LAS VEGAS—For years hackers have been telling us that everything in the digital world is already owned. “No, everything,” is part of a logo for the Smoo Group, for example. But there’s always been small comfort that some technologies are too difficult for hackers to break and therefore safer to use.
The MacIntosh operating system, our carrier-bound wireless phones (in the U.S. anyway), virtual machine-to-host system connections, and sub-layers in the physical hardware are examples of technologies in which I’ve had some level of faith in the past. Not anymore.

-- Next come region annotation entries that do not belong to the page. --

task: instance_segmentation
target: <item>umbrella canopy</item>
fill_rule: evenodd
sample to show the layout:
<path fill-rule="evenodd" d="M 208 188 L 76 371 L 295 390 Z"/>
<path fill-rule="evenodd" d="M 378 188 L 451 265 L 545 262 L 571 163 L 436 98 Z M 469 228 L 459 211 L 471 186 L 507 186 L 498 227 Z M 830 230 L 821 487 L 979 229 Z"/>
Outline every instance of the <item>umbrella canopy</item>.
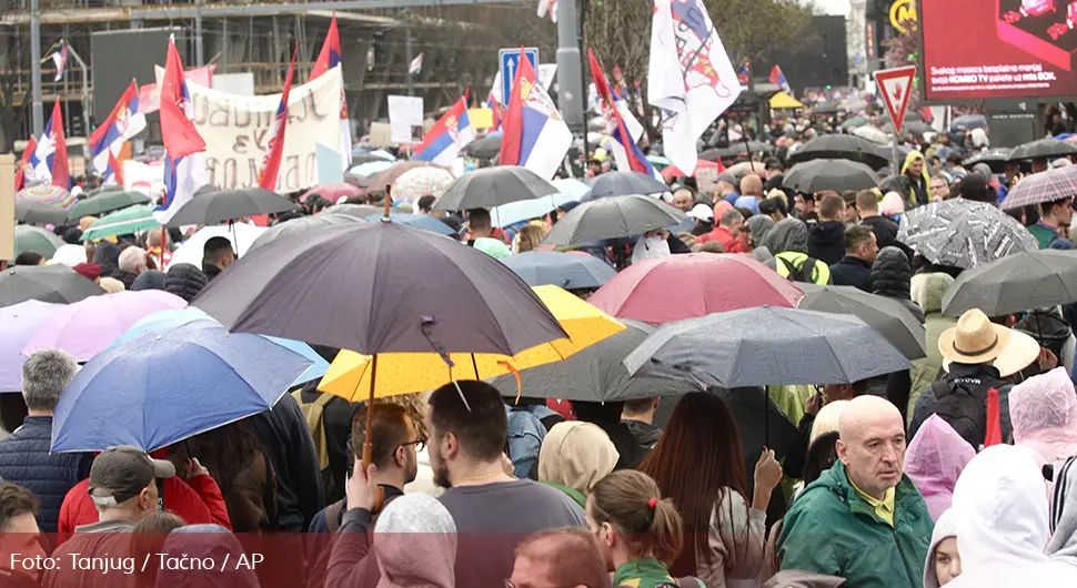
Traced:
<path fill-rule="evenodd" d="M 676 379 L 631 376 L 624 358 L 632 353 L 655 327 L 640 321 L 622 321 L 625 330 L 604 338 L 572 357 L 555 364 L 540 365 L 520 372 L 523 396 L 560 398 L 563 401 L 615 402 L 681 396 L 703 392 L 703 386 Z M 491 384 L 503 396 L 515 397 L 516 378 L 497 376 Z"/>
<path fill-rule="evenodd" d="M 295 209 L 292 201 L 262 187 L 221 190 L 201 194 L 180 207 L 169 226 L 215 224 L 245 216 L 273 214 Z"/>
<path fill-rule="evenodd" d="M 856 316 L 774 306 L 663 325 L 624 364 L 633 375 L 722 388 L 852 384 L 912 366 Z"/>
<path fill-rule="evenodd" d="M 141 192 L 101 192 L 95 196 L 76 202 L 68 209 L 68 219 L 77 221 L 83 216 L 99 216 L 135 204 L 149 203 L 150 197 Z"/>
<path fill-rule="evenodd" d="M 640 172 L 606 172 L 591 184 L 581 202 L 590 202 L 610 196 L 627 196 L 630 194 L 662 194 L 668 192 L 670 186 L 654 178 Z"/>
<path fill-rule="evenodd" d="M 453 367 L 436 353 L 389 354 L 379 357 L 379 369 L 389 369 L 396 376 L 376 379 L 374 396 L 430 391 L 452 382 L 453 378 L 487 379 L 513 371 L 560 362 L 624 331 L 624 325 L 557 286 L 536 286 L 534 291 L 568 334 L 568 338 L 543 343 L 511 357 L 500 354 L 450 354 Z M 349 402 L 360 401 L 371 387 L 372 368 L 370 356 L 342 351 L 318 389 Z"/>
<path fill-rule="evenodd" d="M 529 251 L 501 260 L 529 286 L 554 285 L 565 290 L 596 288 L 616 275 L 606 262 L 560 251 Z"/>
<path fill-rule="evenodd" d="M 63 246 L 63 240 L 52 231 L 31 224 L 20 224 L 14 227 L 14 254 L 23 251 L 36 251 L 46 258 L 51 258 L 57 249 Z"/>
<path fill-rule="evenodd" d="M 954 199 L 902 215 L 897 240 L 932 263 L 975 267 L 1039 243 L 1013 216 L 984 202 Z"/>
<path fill-rule="evenodd" d="M 1023 178 L 999 204 L 1003 210 L 1055 202 L 1077 195 L 1077 165 L 1051 168 Z"/>
<path fill-rule="evenodd" d="M 848 160 L 867 165 L 873 170 L 885 168 L 889 160 L 878 154 L 877 146 L 850 134 L 825 134 L 813 139 L 789 155 L 787 163 L 803 163 L 812 160 Z"/>
<path fill-rule="evenodd" d="M 578 245 L 604 239 L 642 235 L 681 224 L 683 212 L 652 196 L 612 196 L 584 202 L 553 225 L 543 243 Z"/>
<path fill-rule="evenodd" d="M 849 160 L 813 160 L 798 163 L 786 172 L 782 185 L 797 192 L 814 194 L 824 190 L 842 193 L 846 190 L 870 190 L 878 185 L 875 171 Z"/>
<path fill-rule="evenodd" d="M 43 322 L 22 353 L 59 347 L 77 362 L 85 362 L 120 338 L 135 321 L 167 308 L 183 308 L 187 302 L 162 290 L 123 291 L 91 296 L 64 306 Z"/>
<path fill-rule="evenodd" d="M 272 408 L 309 366 L 273 342 L 212 323 L 143 333 L 74 376 L 56 408 L 52 452 L 152 452 Z"/>
<path fill-rule="evenodd" d="M 927 357 L 927 333 L 904 304 L 852 286 L 801 284 L 804 297 L 797 308 L 859 317 L 909 359 Z"/>
<path fill-rule="evenodd" d="M 19 265 L 0 272 L 0 307 L 26 301 L 67 304 L 104 294 L 67 265 Z"/>
<path fill-rule="evenodd" d="M 20 302 L 0 308 L 0 392 L 22 392 L 22 353 L 41 323 L 63 308 L 60 304 Z"/>
<path fill-rule="evenodd" d="M 153 205 L 137 204 L 93 221 L 82 233 L 82 241 L 97 241 L 160 227 L 161 223 L 153 217 Z"/>
<path fill-rule="evenodd" d="M 535 172 L 520 165 L 483 168 L 457 178 L 442 193 L 434 209 L 463 211 L 491 209 L 510 202 L 556 194 L 557 189 Z"/>
<path fill-rule="evenodd" d="M 20 223 L 60 225 L 67 222 L 68 211 L 32 200 L 17 200 L 14 201 L 14 220 Z"/>
<path fill-rule="evenodd" d="M 962 272 L 943 297 L 943 313 L 979 308 L 1003 316 L 1077 302 L 1077 253 L 1037 250 L 1015 253 Z"/>
<path fill-rule="evenodd" d="M 692 253 L 633 264 L 587 300 L 617 318 L 663 324 L 765 304 L 795 308 L 803 296 L 747 255 Z"/>

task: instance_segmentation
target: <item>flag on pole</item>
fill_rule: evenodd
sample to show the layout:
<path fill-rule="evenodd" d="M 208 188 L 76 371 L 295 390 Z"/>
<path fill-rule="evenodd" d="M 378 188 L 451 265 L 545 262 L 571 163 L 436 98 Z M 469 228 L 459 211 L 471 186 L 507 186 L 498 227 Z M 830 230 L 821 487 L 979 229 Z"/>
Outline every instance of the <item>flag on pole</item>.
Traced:
<path fill-rule="evenodd" d="M 281 170 L 281 158 L 284 155 L 284 132 L 288 130 L 288 97 L 292 93 L 292 74 L 295 73 L 295 55 L 299 43 L 292 50 L 292 63 L 288 67 L 284 78 L 284 90 L 281 91 L 281 103 L 276 107 L 276 115 L 270 124 L 269 138 L 265 142 L 265 156 L 262 159 L 262 171 L 258 174 L 258 185 L 270 192 L 276 191 L 276 176 Z"/>
<path fill-rule="evenodd" d="M 741 95 L 703 0 L 654 0 L 648 102 L 662 110 L 665 155 L 695 173 L 696 141 Z"/>
<path fill-rule="evenodd" d="M 625 124 L 625 112 L 617 108 L 617 100 L 610 90 L 606 74 L 602 71 L 598 60 L 595 59 L 595 52 L 590 48 L 587 49 L 587 59 L 591 61 L 591 79 L 594 80 L 595 92 L 598 94 L 598 102 L 602 104 L 602 115 L 606 120 L 606 130 L 610 138 L 613 139 L 608 144 L 612 148 L 613 159 L 617 163 L 617 170 L 622 172 L 631 170 L 654 176 L 654 168 L 644 156 L 643 151 L 640 150 L 640 145 L 636 144 L 632 133 L 628 132 L 628 126 Z M 627 115 L 635 120 L 632 112 L 627 112 Z M 640 122 L 636 121 L 636 125 L 638 124 Z"/>
<path fill-rule="evenodd" d="M 519 64 L 502 123 L 505 134 L 497 164 L 523 165 L 548 180 L 572 146 L 572 131 L 524 58 L 523 48 Z"/>
<path fill-rule="evenodd" d="M 131 80 L 109 118 L 90 135 L 93 169 L 104 173 L 109 166 L 109 155 L 118 154 L 123 142 L 142 132 L 142 129 L 145 129 L 145 115 L 139 113 L 139 87 Z"/>
<path fill-rule="evenodd" d="M 205 164 L 201 153 L 205 141 L 194 128 L 194 105 L 187 89 L 183 64 L 169 37 L 164 79 L 161 81 L 161 139 L 164 143 L 164 200 L 153 217 L 167 224 L 175 212 L 194 197 L 205 184 Z"/>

In the third and fourth-floor ballrooms at Caesar’s Palace, all of these technologies were shown to be broken during Black Hat 2009 in Las Vegas this week.

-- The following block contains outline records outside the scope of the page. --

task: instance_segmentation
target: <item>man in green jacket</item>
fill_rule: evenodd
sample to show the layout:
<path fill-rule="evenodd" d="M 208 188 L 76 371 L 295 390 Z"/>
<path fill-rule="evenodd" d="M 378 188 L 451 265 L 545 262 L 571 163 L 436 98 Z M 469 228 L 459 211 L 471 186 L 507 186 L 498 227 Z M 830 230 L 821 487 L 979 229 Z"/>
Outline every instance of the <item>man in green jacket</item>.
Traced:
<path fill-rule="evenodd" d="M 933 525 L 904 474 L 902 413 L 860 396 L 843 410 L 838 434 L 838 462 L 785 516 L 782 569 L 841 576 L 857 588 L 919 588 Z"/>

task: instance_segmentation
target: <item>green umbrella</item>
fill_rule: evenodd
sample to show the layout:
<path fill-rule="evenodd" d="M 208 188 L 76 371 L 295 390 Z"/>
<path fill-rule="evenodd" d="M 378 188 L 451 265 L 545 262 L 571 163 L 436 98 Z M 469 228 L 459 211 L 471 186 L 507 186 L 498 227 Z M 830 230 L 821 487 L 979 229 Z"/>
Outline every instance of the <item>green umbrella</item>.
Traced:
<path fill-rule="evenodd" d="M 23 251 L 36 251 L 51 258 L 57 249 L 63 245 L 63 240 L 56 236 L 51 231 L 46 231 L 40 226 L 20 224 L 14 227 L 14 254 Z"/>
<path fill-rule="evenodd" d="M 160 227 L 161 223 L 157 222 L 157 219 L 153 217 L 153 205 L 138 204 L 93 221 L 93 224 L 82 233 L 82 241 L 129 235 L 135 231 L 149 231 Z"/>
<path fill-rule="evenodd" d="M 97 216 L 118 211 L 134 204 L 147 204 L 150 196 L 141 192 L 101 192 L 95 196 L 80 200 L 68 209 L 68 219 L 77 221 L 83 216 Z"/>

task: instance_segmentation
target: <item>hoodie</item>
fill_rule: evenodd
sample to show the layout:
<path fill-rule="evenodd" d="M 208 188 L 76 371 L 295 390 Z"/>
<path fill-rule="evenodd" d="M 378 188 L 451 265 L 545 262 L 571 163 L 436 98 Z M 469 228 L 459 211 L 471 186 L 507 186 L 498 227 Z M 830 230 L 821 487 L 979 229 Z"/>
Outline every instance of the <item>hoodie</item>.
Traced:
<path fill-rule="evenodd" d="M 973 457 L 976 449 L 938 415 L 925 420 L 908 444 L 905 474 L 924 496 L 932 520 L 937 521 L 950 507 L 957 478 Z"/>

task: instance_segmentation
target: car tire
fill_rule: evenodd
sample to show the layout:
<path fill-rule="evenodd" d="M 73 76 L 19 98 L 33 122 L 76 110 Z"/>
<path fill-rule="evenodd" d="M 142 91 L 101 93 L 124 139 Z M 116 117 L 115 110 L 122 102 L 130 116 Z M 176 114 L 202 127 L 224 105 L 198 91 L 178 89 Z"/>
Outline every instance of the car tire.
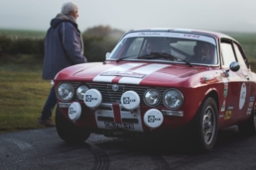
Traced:
<path fill-rule="evenodd" d="M 200 152 L 209 152 L 215 145 L 217 137 L 217 106 L 213 98 L 206 98 L 196 113 L 193 123 L 195 145 Z"/>
<path fill-rule="evenodd" d="M 238 129 L 242 134 L 253 135 L 256 133 L 256 109 L 254 108 L 253 114 L 243 124 L 238 125 Z"/>
<path fill-rule="evenodd" d="M 59 105 L 56 109 L 56 128 L 59 136 L 69 143 L 80 143 L 86 140 L 90 131 L 84 128 L 76 127 L 63 115 Z"/>

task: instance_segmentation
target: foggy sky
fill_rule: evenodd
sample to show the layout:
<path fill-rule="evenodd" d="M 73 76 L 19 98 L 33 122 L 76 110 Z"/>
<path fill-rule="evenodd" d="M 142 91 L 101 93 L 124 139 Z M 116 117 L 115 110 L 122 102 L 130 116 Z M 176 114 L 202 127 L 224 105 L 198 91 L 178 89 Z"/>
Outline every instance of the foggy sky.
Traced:
<path fill-rule="evenodd" d="M 0 0 L 0 29 L 47 31 L 68 0 Z M 256 32 L 256 0 L 73 0 L 78 28 Z"/>

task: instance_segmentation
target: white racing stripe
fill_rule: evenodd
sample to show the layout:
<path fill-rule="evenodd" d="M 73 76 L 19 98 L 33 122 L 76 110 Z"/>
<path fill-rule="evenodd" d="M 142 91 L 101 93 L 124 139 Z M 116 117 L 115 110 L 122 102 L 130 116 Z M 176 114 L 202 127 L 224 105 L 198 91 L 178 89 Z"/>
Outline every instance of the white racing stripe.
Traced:
<path fill-rule="evenodd" d="M 136 66 L 140 66 L 142 65 L 143 63 L 125 63 L 125 64 L 122 64 L 122 65 L 119 65 L 119 66 L 115 66 L 113 68 L 110 68 L 106 71 L 103 71 L 103 72 L 108 72 L 108 71 L 126 71 L 128 69 L 131 69 L 133 67 L 136 67 Z M 103 73 L 101 72 L 101 73 Z M 100 74 L 101 74 L 100 73 Z M 112 82 L 112 80 L 116 77 L 116 76 L 102 76 L 98 74 L 95 78 L 93 78 L 93 82 Z"/>
<path fill-rule="evenodd" d="M 140 74 L 146 74 L 149 75 L 157 70 L 160 70 L 162 68 L 168 67 L 170 65 L 167 64 L 150 64 L 150 65 L 146 65 L 143 67 L 140 67 L 136 70 L 133 70 L 133 72 L 135 73 L 140 73 Z M 145 76 L 145 77 L 146 77 Z M 122 77 L 118 83 L 127 83 L 127 84 L 140 84 L 140 82 L 143 79 L 141 78 L 134 78 L 134 77 Z"/>

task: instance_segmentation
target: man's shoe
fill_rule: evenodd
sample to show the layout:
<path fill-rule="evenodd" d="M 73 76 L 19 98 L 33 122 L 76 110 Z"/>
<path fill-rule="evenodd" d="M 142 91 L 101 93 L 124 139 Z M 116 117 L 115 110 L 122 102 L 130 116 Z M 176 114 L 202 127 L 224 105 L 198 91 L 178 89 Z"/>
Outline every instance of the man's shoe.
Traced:
<path fill-rule="evenodd" d="M 56 125 L 52 122 L 51 119 L 47 120 L 41 120 L 40 118 L 38 119 L 38 124 L 46 127 L 55 127 Z"/>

All research demonstrated at Black Hat was done so responsibly—specific vulnerabilities have been patched by the technology vendors who where alerted to the problems by the researchers presenting at Black Hat this year. Nevertheless, these harbingers have stripped away any delusion that there is a single technology we could consider “safe” from attacks and abuse.
Imagine, if you will, rampant phishing directly off wireless devices, and the carrier is powerless to protect because the attacks being conducted are invisible to the carrier. This is entirely possible by tricking SMS into buffer overflowing a place in memory to accept remote commands, as demoed on the iPhone by Charlie Miller and Collin Mulliner.
“You’re phone is your most ‘personal’ personal computer,” said John Hering in a followup session. Hering sat on a panel that essentially described how to use similar techniques in the iPhone hack to look for these bugs in all smart phones. The tool they developed is called Fuzzit.
Work like this is taking place ahead of the crime wave that will ultimately follow as more zero day vulnerabilities are discovered by the real criminals that are not part of the ethical research community at Black Hat.
Ahead of the curve research like this offers some comfort. So, too, does the unprecedented cooperation between vendors and researchers this year—a far cry from the Cisco/ISS gaffe against researcher Michael Lynn in 2005.
Still, there’s so much work to be done it’s overwhelming, which was particularly evident during the panel on Washington, in which government, security and privacy experts couldn’t agree on who should handle the cyber security problem or how it should be handled. But it was clear to all that today’s Band Aid solutions to each individual problem will only hold up so long.
Ultimately, this begs the question that was asked more than once at Black Hat: Should we tear up the Internet as we know it and rebuild a backbone structure that starts with security first? Or should we hope that the current model of playing Whack a Mole with patches and standards holds up for our future generations?